In this document, the CANDID team proposes a reiterative and reflexive approach to the ‘innovation cycle’ and elaborates on the types of issues SSH scholars might, given the opportunity, typically raise as discussion points with innovators and engineers.
Everyone agreed, however, that the Primer is written by and for SSH scholars, as one participant commented: ”engineers would be flipping through the pages, looking for the instructions. They’re not trained to engage with textually rich material like that”.
The Primer points to common concerns among SSH scholars and proposes how SSH insights could be applied in the development of smart solutions that aim for responsible innovation. To get more attention from engineers, it was decided that an abbreviated version (7-8 pages) was necessary, that would convert the material presented in the Primer to a bullet list of key concerns, followed by direct questions for engineering teams to ask of themselves and reflect upon.
Update: an abbreviated version of the CANDID Primer, has since been made public and named CANDID Template.

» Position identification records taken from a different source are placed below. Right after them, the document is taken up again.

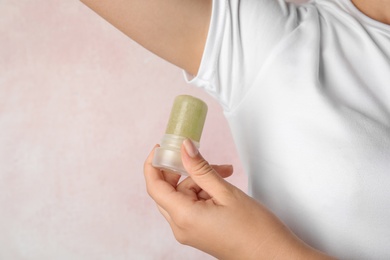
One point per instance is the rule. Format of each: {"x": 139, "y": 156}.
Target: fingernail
{"x": 191, "y": 149}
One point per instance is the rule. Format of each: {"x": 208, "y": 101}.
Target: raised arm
{"x": 175, "y": 30}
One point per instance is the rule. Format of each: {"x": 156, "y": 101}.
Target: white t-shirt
{"x": 306, "y": 91}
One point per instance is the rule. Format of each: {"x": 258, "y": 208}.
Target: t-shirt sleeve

CANDID data sharing and visualisation of discursive analyses

David Rozas
David Rozas and Kristrún Gunnarsdóttir described a FLOSS tool (Free/Libre and Open Source Software) used for data representation as part of the CANDID Primer and Template.
The dataviz project is a development of a data-sharing facility and visualisation of textual analyses at Surrey. An instance of the tool was generated and adapted specifically as a research instrument for CANDID, to be appropriated for public representation and open sharing of CANDID data.
The presentation described the technology, structural features and functions for use as a research instrument, and discussed what visualisation and data sharing can afford.
CANDID data was uploaded from the communications in Module 2 (thematic analysis for content ordering) and the discourse-analysis of policy and policy-related discourse conducted as part of WP5 (led by Surrey), with Module 3 communications (pending). The data comprises excerpts from interviews, written communications, documents and other textual sources – each chosen and given preliminary treatment on the bases of the analytic approaches of these CANDID partners, and in contextualising their structuring by thematic areas and links to the discursive strategies at work in the communications the data represent.
Kristrún said the team is in the process uploading further data and structural connections, and is to be finished before the final report.
Continuing journey of research into communications between SSH and ICT communities
In conclusion, CANDID is not a finished product, but an ongoing journey of research into communications between SSH and the ICT-LEIT communities: clarifying the meeting points and strategies for improved communications between these communities.
Overall the consortium members expressed happiness with what had been achieved in such a short time and were planning to follow up this work in new research projects.
Some key outputs from CANDID are being revised and/or completed, including submissions to scientific journals, the Primer, the Template, and uploading data to dataviz for data sharing and visualisation of discursive analyses.
All these materials will be trickling in up until the end of February and the links updated accordingly on the Progress page.